In 1972, Mountain built an FM sister station, KTOT-FM 101.7 (now KXSB). The two stations remained co-owned until Lazer Broadcasting acquired the FM station in 1994.
In Loma Linda
KBBV filed to move to Loma Linda in 1996, being approved for the new site in 2000. Broadcast Management Services acquired the station in 1999 and rechristened it KCAA on May 17, 2001.
KCAA had carried programming from Air America Radio, one hour each per weekday of Al Franken and Randi Rhodes, from the time of its founding in 2004; it and KBLA were among the network's first affiliates.[2] The programming disappeared during the winter of 2006-07 because of the limited daytime hours, and the Air America affiliation was completely dropped in April 2007.
KCAA's most popular program was Imus in the Morning, which was played on a three-hour delay. At the time, it was the only outlet in Southern California to broadcast Imus' show.
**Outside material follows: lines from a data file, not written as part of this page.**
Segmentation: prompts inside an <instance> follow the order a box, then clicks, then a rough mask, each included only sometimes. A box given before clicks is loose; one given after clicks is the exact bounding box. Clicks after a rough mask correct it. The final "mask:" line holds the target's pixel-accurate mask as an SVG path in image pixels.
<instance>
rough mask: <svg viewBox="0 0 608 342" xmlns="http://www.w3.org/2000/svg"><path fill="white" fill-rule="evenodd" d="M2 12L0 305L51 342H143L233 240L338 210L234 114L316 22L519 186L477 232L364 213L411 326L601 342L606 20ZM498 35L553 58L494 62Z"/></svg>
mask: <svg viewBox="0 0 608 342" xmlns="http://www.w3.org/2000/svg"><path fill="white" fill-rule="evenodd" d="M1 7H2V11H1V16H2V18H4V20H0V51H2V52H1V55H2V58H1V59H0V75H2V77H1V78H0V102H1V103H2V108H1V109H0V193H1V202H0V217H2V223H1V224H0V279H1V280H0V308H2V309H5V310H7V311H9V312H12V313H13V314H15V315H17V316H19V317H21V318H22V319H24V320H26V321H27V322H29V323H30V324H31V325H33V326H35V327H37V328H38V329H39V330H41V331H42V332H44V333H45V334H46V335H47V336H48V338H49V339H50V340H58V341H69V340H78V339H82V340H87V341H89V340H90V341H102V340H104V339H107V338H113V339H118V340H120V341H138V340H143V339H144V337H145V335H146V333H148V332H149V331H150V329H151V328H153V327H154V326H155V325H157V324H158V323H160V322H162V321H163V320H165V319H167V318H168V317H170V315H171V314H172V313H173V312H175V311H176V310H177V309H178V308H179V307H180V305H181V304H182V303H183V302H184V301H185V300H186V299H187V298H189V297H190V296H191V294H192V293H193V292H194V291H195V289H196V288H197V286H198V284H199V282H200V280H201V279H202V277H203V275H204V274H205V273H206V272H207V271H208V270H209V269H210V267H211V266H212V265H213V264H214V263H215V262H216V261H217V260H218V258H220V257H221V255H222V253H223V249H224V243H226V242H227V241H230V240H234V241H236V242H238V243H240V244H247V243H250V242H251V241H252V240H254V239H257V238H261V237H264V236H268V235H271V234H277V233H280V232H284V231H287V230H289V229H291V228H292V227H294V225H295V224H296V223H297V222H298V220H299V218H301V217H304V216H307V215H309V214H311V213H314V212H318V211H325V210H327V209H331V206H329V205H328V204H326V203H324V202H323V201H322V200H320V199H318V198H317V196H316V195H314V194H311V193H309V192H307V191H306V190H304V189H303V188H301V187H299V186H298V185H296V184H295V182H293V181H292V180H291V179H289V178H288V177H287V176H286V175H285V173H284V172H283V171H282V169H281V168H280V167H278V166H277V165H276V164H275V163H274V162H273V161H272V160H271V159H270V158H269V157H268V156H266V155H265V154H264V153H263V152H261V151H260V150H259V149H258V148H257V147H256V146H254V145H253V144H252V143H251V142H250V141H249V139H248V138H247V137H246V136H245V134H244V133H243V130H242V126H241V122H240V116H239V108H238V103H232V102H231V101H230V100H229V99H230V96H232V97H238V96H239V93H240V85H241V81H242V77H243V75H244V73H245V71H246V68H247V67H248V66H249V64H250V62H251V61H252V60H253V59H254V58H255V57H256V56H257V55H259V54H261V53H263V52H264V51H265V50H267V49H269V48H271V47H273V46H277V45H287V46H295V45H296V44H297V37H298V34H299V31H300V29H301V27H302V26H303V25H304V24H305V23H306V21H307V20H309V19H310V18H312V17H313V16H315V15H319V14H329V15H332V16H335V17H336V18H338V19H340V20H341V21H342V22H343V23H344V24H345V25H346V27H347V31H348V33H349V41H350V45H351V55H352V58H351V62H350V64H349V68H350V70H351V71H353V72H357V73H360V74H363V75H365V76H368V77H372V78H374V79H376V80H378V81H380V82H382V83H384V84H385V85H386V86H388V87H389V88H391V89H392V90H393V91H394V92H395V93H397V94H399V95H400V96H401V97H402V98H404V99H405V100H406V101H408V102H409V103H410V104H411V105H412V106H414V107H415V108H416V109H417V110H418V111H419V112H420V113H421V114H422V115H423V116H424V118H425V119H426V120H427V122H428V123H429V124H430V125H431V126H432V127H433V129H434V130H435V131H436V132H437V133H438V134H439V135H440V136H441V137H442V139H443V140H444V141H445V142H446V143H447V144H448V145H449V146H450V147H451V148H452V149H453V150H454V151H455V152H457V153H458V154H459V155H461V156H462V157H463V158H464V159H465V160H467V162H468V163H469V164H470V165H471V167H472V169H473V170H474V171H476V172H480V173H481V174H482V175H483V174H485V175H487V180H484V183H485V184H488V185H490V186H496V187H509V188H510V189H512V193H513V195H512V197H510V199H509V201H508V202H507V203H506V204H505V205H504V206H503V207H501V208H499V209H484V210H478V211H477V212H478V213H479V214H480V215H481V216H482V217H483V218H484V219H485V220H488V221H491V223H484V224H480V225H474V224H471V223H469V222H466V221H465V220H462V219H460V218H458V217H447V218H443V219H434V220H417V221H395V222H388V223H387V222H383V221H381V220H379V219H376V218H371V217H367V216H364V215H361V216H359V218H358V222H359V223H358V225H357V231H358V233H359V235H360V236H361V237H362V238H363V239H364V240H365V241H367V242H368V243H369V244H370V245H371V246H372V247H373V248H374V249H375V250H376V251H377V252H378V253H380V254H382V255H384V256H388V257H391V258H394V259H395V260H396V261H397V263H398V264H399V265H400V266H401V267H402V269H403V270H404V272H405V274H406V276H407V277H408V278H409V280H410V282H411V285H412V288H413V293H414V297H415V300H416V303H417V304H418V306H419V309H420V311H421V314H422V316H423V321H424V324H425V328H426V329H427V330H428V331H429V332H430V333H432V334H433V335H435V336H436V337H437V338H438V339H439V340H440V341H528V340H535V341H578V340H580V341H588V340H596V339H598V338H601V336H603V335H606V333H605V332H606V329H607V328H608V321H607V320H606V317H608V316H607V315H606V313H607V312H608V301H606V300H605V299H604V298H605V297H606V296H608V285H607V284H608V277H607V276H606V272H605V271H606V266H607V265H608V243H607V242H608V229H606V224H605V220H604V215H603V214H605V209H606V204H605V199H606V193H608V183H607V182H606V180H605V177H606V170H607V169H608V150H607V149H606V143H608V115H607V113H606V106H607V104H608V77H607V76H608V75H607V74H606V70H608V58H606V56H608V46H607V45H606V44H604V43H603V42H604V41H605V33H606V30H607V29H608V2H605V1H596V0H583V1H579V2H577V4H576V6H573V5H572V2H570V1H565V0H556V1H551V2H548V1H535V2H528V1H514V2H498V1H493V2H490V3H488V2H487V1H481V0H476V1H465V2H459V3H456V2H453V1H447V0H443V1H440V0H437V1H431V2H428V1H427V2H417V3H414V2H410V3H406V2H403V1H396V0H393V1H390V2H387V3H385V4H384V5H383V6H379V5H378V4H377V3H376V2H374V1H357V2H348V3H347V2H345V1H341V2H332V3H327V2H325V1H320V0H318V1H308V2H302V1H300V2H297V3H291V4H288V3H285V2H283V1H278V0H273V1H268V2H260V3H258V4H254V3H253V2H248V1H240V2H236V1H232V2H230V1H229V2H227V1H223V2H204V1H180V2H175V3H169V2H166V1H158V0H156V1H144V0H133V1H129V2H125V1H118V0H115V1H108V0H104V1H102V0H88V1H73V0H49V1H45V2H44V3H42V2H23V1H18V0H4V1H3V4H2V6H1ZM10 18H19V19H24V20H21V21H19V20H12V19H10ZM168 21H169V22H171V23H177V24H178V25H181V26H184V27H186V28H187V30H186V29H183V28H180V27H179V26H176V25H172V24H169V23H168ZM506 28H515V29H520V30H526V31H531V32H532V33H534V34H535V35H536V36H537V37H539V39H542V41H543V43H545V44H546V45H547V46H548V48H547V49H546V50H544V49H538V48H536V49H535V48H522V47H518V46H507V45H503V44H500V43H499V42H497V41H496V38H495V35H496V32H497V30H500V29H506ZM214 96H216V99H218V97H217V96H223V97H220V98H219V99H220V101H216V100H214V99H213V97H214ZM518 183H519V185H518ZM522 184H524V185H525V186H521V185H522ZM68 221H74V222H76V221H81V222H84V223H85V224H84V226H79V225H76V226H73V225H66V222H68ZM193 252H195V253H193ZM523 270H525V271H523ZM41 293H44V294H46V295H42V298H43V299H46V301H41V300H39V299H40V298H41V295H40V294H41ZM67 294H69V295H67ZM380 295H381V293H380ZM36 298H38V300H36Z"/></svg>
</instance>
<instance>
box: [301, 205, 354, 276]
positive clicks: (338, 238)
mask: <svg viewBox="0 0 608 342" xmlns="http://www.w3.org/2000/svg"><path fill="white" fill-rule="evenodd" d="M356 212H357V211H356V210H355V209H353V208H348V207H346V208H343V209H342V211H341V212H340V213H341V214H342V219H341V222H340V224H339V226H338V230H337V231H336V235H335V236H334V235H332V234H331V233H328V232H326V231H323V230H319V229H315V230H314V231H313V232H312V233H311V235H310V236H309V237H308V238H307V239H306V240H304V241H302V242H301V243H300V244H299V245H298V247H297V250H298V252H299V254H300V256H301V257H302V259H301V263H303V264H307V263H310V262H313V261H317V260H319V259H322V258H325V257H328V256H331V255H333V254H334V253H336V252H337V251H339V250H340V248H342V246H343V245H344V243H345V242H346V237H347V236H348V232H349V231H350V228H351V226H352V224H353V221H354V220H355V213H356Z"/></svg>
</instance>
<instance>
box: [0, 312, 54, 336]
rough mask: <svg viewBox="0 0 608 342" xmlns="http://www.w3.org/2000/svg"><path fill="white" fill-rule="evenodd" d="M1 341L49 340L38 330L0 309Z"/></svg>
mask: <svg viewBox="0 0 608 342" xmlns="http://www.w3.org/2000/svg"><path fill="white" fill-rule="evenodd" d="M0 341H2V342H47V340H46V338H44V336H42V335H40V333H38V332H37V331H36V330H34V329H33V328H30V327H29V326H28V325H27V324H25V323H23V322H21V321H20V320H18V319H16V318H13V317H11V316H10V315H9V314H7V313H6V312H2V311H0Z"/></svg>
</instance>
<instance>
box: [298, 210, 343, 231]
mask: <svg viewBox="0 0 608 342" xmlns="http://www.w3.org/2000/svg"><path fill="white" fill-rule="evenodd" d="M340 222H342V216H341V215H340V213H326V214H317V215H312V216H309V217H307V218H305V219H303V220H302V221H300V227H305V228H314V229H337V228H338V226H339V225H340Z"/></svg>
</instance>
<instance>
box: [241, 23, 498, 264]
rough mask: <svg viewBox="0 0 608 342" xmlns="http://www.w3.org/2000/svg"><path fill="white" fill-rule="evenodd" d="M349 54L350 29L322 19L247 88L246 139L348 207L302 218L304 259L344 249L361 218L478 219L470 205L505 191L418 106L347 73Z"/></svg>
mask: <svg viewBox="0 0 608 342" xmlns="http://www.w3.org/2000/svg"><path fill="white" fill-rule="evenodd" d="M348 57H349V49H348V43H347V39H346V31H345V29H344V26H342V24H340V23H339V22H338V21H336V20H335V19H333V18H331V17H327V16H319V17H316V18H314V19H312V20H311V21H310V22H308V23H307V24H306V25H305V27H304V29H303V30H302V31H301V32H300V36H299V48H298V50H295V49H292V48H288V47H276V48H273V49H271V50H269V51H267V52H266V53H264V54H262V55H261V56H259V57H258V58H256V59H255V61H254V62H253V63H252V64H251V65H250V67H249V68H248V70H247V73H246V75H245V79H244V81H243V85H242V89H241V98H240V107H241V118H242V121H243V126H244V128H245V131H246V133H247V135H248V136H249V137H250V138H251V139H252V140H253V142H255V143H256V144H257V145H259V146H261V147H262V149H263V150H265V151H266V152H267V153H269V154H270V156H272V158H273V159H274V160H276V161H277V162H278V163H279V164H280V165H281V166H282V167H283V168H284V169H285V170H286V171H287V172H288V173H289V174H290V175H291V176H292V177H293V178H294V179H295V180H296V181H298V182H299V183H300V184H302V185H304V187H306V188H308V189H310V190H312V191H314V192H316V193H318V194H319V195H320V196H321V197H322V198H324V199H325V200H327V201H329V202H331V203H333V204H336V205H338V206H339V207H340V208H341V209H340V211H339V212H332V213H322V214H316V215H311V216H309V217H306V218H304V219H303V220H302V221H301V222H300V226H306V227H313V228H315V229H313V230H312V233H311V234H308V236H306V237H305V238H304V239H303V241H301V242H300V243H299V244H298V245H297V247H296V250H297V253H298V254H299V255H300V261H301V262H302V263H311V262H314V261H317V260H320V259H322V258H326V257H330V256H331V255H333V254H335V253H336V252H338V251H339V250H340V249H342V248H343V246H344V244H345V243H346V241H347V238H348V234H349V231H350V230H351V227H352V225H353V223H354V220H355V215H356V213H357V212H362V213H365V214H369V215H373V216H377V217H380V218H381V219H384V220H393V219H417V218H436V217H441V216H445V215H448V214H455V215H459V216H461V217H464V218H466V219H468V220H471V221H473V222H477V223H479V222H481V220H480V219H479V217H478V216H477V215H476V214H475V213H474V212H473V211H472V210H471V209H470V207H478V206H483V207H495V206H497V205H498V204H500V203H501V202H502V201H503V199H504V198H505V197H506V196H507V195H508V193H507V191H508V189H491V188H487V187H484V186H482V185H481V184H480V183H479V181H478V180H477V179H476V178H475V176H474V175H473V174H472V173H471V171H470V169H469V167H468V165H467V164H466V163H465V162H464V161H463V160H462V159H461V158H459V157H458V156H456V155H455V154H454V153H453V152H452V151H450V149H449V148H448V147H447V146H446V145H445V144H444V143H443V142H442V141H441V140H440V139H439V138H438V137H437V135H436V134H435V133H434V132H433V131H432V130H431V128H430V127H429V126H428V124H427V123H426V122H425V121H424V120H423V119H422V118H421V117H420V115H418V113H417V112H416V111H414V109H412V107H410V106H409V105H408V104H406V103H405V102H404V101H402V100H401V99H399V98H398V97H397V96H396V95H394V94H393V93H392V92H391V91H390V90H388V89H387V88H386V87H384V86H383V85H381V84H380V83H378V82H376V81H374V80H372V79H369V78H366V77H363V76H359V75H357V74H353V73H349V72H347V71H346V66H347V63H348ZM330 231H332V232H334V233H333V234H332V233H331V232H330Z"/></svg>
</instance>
KCAA gained some notoriety when it began rebroadcasting recent episodes of the Imus program in the days immediately after it had been canceled by CBS Radio.[3] However, CBS Radio sued KCAA, claiming that it had violated copyright restrictions.[4] A settlement was reached between the two parties, when it was announced that the Imus reruns would end Friday, April 27. The station revealed that they were not selling advertising during the reruns.[5]
By the time Imus returned to the air via ABC Radio/Citadel Broadcasting, local morning host Dennis Baxter, who had previously hosted the local news breaks during Imus, had established himself as the station's morning host. KCAA CEO Fred Lundgren considered bringing back Imus in a live time slot (03:00 to 06:00 on the West Coast), at the time held by Brother Stair) but found ABC's terms, which included rights fees, unacceptable, and refused to pick up the show again; Imus would air on KABC only until KCAA general manager Dennis Baxter inked a deal with ABC Radio/Citadel Broadcasting to bring Imus back to KCAA starting Thursday, September 1, 2008.[6] As of 2017, KCAA only airs a small, delayed portion of the Imus program, one hour per day most weekdays.
On April 24, 2007, KCAA began broadcasting 24 hours per day. Prior to that date, the station operated as a daytime-only station. In March 2008, KCAA was granted a permit to increase power to 10,000 watts.
In 2015 and 2016, KCAA acquired two FM translators, K293CF (106.5 MHz) in San Bernardino and K272FQ (102.3 MHz) in Riverside County.
In September 2015, KCAA was one of five stations nominated as Station of the Year in the Riverside, San Bernardino, Ontario and Temecula radio market.[8]
On July 15, 2017, KCAA relocated from the Carousel Mall, where it had been based since 2004, to its current Redlands studios as a result of the mall's closure.[9]
In Popular Culture
The station plays a role in the 1956 movie Invasion of the Body Snatchers. Near the end of the movie while people are loading pods into trucks, soothing music from KCAA is played over loudspeakers at the site.